Trimble’s eyebrows went up a notch.
“He’ll be fucking apoplectic, that’s what he’ll be! And he’ll have someone else running this organization before daylight, that’s what he’ll do.”
Bullock shook his head with rage, and then his eyes landed on the Barbie box that had dropped to the floor. “Steve,” he said to Detective Trimble, his voice dripping with politeness, “would you please put that Barbie back up where it belongs?”
“Excuse me?” Trimble said.
“My Barbie box. Would you please put it back up on the shelf? I guess it fell when I lost my temper a moment ago.”
“You want me to put your Barbie back on the shelf.”
“That’s correct. I want to see if you’re good for anything this evening.”
I held on to Angie. This had a very bad feel to it.
“I think you’re closer,” Trimble told him. “Why don’t you do it.”

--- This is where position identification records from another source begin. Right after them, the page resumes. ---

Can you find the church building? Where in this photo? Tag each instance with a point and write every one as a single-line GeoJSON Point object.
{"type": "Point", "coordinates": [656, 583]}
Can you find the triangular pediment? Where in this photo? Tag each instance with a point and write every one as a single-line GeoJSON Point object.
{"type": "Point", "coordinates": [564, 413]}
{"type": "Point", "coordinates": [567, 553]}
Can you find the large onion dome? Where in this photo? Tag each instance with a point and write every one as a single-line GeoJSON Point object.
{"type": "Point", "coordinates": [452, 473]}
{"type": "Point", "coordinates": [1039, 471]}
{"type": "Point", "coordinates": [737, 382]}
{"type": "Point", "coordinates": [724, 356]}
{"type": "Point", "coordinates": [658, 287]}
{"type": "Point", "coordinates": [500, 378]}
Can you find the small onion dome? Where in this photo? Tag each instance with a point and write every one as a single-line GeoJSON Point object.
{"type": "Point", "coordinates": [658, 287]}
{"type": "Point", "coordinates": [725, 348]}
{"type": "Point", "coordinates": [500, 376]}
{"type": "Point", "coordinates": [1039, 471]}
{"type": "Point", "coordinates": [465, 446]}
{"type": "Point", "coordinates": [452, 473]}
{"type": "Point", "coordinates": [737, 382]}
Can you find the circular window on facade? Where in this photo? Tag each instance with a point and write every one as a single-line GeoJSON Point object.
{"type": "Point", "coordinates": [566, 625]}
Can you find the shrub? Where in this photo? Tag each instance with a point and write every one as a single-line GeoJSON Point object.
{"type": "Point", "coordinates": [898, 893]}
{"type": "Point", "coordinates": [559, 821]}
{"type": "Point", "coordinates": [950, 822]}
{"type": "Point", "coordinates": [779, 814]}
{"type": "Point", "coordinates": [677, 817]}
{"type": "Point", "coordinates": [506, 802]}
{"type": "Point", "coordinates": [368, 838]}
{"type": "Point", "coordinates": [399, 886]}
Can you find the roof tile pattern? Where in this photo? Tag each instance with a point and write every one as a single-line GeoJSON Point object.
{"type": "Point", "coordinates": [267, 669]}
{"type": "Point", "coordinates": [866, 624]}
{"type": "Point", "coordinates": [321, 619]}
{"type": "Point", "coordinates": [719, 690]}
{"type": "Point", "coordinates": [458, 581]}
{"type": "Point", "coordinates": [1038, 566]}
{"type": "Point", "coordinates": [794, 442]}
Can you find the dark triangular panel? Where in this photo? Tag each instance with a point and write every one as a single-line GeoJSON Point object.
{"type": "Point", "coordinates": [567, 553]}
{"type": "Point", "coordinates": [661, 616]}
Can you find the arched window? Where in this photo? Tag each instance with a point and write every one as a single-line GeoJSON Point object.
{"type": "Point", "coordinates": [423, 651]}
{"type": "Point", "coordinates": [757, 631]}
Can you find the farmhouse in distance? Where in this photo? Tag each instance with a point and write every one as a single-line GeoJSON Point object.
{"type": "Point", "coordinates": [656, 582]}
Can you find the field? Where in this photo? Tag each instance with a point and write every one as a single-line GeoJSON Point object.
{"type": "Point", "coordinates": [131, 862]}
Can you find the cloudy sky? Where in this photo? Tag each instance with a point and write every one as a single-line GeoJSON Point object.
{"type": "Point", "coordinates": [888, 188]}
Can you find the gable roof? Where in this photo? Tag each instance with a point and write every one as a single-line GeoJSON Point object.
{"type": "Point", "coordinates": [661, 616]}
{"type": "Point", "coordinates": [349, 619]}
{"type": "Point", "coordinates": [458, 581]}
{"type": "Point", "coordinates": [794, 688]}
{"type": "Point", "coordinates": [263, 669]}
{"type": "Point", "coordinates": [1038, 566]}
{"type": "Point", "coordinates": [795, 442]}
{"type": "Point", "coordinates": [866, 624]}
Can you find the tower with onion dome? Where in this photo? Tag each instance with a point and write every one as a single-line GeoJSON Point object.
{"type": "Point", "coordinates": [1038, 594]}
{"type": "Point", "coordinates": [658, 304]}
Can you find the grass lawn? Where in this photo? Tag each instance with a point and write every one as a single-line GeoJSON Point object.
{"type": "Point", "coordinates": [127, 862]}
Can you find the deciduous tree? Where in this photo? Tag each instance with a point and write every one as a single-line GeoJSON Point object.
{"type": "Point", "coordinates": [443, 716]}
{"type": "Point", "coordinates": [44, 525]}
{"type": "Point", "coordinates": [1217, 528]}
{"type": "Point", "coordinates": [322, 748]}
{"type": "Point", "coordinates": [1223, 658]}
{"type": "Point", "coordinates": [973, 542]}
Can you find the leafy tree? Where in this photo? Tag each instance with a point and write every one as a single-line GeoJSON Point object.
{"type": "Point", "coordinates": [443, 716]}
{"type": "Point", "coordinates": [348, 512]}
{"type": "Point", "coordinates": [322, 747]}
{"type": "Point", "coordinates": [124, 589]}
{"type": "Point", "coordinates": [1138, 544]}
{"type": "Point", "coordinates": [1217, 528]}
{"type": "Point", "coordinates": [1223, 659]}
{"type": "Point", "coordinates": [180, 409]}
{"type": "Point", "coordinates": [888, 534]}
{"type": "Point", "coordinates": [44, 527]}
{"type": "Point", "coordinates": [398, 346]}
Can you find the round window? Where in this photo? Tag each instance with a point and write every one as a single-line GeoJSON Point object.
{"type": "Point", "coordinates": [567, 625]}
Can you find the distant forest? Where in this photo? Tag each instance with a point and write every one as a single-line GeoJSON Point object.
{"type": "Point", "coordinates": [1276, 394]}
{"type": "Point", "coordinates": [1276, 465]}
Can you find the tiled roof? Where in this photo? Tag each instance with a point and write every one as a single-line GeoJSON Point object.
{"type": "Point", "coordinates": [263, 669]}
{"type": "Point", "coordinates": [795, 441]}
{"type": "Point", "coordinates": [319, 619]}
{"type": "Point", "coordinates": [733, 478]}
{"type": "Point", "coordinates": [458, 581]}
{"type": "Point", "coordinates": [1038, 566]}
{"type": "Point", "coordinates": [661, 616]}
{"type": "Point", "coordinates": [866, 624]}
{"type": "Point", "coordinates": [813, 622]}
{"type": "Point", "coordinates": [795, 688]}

Blondie was looking very ill at ease, and wanted to try to defuse the situation. “I’ll get it,” he said.
“No!” Bullock shouted, and Blondie jumped back. “Did I ask you?”
“I was just trying to help.”
Pockmark strolled back into the room, quipped, “All quiet,” and, spotting the Malibu Barbie on the floor, quickly scooped it up and put it back on the shelf before Bullock could scream at him not to.